Aaron Ben-Ze'ev, a philosophy professor at the University of Haifa, in Israel, and the organizer of a 1997 Pleasure in Other's Misfortune Conference at the university, said the people we envy most are those closest to us.
"You will envy more a colleague of yours who makes a thousand dollars more a year than you will a C.E.O. who makes a million dollars more than you," he said. "We also care about famous people. They are symbols to us."
From the point of view of evolutionary psychologists, it's not so much that celebrities are symbols as that we think of them as our peers. Professor Tooby argues that our brains are hard-wired for the small social groups to which humans were limited since caveman days. The information age of the last 50 years &emdash; an "eye-blink," in evolutionary terms, Professor Tooby said &emdash; has complicated matters by making us feel close to, and sometimes competitive with, people we don't actually know.
"Part of our mind knows we've never met Martha Stewart, but another part thinks she's part of our small social world," Professor Tooby said. "You see them on TV. You think you know them."
"The glee against Martha Stewart," Professor Tooby said, "is because there's something slightly grating about the socially competitive way she goes about telling you how you should live." Her implicit message is, he said, "You might attain something above where you presently are but not above me."

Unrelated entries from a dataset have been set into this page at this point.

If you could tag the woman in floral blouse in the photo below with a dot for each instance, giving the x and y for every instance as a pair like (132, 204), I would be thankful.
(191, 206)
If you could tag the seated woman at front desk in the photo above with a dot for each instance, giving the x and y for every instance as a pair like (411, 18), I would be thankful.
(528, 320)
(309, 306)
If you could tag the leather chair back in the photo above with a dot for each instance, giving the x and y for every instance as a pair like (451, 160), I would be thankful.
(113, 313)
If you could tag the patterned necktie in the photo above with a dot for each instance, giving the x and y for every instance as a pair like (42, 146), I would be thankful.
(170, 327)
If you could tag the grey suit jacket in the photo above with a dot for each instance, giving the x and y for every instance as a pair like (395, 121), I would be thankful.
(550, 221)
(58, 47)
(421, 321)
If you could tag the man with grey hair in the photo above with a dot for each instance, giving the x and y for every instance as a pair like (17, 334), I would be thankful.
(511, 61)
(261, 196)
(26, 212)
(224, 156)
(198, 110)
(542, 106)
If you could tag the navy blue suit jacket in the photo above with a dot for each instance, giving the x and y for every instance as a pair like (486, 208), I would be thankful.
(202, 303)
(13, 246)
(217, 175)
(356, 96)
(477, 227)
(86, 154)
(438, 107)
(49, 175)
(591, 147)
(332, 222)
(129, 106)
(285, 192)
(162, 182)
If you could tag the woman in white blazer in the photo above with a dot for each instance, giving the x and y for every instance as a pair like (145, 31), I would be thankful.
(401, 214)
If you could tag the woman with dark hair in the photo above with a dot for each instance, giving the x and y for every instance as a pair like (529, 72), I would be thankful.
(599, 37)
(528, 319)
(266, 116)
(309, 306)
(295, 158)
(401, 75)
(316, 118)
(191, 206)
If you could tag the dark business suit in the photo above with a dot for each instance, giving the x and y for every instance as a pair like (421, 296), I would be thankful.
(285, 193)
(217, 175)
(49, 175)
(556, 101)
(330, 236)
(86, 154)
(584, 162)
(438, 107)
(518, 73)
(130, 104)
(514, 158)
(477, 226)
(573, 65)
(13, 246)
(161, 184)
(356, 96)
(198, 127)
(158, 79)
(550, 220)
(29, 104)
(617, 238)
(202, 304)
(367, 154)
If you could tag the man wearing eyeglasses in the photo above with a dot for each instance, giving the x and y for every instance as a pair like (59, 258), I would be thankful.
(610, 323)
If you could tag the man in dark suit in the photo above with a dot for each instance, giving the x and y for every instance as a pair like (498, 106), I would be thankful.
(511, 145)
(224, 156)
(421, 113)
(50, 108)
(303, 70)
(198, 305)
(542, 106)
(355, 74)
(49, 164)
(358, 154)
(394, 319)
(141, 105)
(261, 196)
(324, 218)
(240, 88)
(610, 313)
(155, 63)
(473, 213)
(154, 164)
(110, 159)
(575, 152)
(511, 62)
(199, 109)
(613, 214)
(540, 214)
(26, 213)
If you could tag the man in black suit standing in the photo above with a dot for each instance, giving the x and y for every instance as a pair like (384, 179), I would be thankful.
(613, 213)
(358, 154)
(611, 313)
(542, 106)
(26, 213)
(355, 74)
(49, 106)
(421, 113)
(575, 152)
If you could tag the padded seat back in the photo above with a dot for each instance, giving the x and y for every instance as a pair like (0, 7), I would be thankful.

"There's a certain eagerness to see an event in her life which lowers her status," he added.
When that event comes, say, in the form of a Congressional investigation into possible insider trading, the argument goes, people are prone to the same emotions they might experience if that overpaid colleague of theirs got into trouble with the boss.
Of course, not everyone feels schadenfreude at the same events or to the same degree. Research has shown that people with low self-esteem are more susceptible to schadenfreude than those whose self-regard is high. And while some may bask in this glee unapologetically, others might quickly feel ashamed of it, and successfully shut off their schadenfreude valves.
This research may actually prove useful to those fallen titans who find themselves on the receiving end of the emotion. "If the person who's getting pleasure from your misfortune doesn't understand why, then you may get some small satisfaction in telling them about their ignoble feelings," Professor Smith said.
And if his theory is correct, there may be another bright side to being the object of schadenfreude. "If you experience misfortune," he said, "at least they won't envy you anymore."